Morris shared that Ripple and the XRP Ledger Foundation, an independent nonprofit entity, will be the first organizations to use Energy Web Zero to ensure offsets are purchased for consumption on the XRP Ledger. “We are using a blockchain to solve its own problems in a sense,” said Morris.

Benefits of blockchain in achieving carbon neutrality

Interestingly enough, blockchain being used to achieve carbon neutrality makes a lot of sense due to the transparency inherently baked into the technology. Companies like Google can claim to be eliminating their carbon footprints by purchasing high-quality offsets, yet they are not revealing what, and for what amount, those offsets are.

A public blockchain network will always have proof of the transactions taking place. According to Morris, the Energy Web chain is an open-source architecture, meaning anyone can download a client and start interacting with it or looking up transactions: “Open source platforms are critical for transparency and trust, which is the big difference here.”
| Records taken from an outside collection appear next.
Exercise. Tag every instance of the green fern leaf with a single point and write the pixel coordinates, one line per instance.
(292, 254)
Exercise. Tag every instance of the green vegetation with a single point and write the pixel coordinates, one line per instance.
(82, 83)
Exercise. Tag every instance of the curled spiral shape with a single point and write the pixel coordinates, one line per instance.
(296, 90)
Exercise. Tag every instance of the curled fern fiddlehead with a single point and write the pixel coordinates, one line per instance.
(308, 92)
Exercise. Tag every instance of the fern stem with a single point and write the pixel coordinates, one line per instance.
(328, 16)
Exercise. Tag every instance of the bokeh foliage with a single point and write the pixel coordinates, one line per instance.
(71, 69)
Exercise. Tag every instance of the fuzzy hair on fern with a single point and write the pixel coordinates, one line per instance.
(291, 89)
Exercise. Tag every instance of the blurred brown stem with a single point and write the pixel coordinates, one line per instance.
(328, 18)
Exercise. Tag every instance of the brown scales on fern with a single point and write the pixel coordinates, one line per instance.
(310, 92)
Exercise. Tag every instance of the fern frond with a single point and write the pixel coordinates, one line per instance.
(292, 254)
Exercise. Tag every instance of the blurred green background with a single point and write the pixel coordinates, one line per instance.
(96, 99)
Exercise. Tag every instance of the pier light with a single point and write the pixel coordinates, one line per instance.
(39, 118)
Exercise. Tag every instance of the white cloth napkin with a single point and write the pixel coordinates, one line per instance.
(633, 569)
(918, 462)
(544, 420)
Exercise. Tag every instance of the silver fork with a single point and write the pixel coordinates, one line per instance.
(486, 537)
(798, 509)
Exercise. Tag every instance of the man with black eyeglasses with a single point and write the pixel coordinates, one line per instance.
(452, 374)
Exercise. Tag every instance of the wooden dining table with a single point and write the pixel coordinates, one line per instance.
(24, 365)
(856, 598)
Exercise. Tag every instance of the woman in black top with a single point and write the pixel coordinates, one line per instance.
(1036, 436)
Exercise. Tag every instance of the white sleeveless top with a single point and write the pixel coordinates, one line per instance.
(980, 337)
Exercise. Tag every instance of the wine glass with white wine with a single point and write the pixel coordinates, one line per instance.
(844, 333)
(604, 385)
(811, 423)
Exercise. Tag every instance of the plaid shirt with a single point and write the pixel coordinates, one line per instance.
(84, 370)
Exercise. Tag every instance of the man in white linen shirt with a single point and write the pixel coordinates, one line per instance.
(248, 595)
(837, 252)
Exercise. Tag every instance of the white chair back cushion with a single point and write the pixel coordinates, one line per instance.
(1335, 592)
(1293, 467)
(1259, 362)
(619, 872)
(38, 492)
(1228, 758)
Moreover, an open-source framework allows for the entire blockchain ecosystem to take advantage of the Energy Web Zero application for decarbonization. Morris noted that this is a goal, as the application is meant to encourage other blockchain ecosystems to start decarbonizing:

“Companies like Google and Facebook have impressive sustainability targets and can make decisions on how to achieve their goals, but given the decentralized nature of blockchain communities, we can’t do that. Therefore, using tokenized EACs across a blockchain network is a powerful way to get a decentralized ecosystem to purchase renewables to offset energy consumption.”

Tokenization and blockchain effectiveness?

Although the concept makes sense — and has even been implemented by companies outside the blockchain space — tokenizing energy attribute certificates and putting them on a blockchain network may be challenging due to unclear regulations and a lack of industry standards.

Cameron Prell, a climate markets lawyer and vice chair of the Sustainability Business Working Group of the InterWork Alliance — a nonprofit group aimed at creating global standards around tokenized ecosystems — told Cointelegraph that understanding whether or not tokenization is effective depends on whether or not the assets tie back to actual, credible, standardized carbon credits. Additionally, Prell mentioned that these tokenized credits should also provide better liquidity and price discovery than standard carbon credit instruments.

According to Prell, companies that want to manage their transition to net-zero climate commitments must treat their tokenized, environmental data as an asset with a market-defined value proposition: “The establishment and transactability of such value will require standardization, asset classification systems, and generally-acceptable climate accounting principles.” He further added:

“Tokenization thereafter empowers companies an ability to price, track and transact in their net zero performance, both to achieve their objectives in a credible manner, but also the ability to collateralize and secure forward any number of financial instruments to help scale and finance those efforts.”

While this may be the case, Weber said that the company is purchasing tokenized energy attribute certificates and holding them until they are retired. “We are not looking to trade or exchange them on a market in any way,” he said.

Echoing Weber, Paul Gambill, CEO of Nori — a climate-change startup that leverages blockchain — thinks it’s important to separate carbon credits from the method of payment or trading mechanism. Gambill told Cointelegraph that Nori allows anyone to purchase carbon certificates in the form of “Nori Carbon Removal Tonnes” — nonfungible tokens that are retired immediately by the buyers. The platform’s NORI token separately serves as the method of payment or trading mechanism. According to Gambill, this helps avoid double-counting carbon certificates that often trade hands many times over in legacy carbon registries.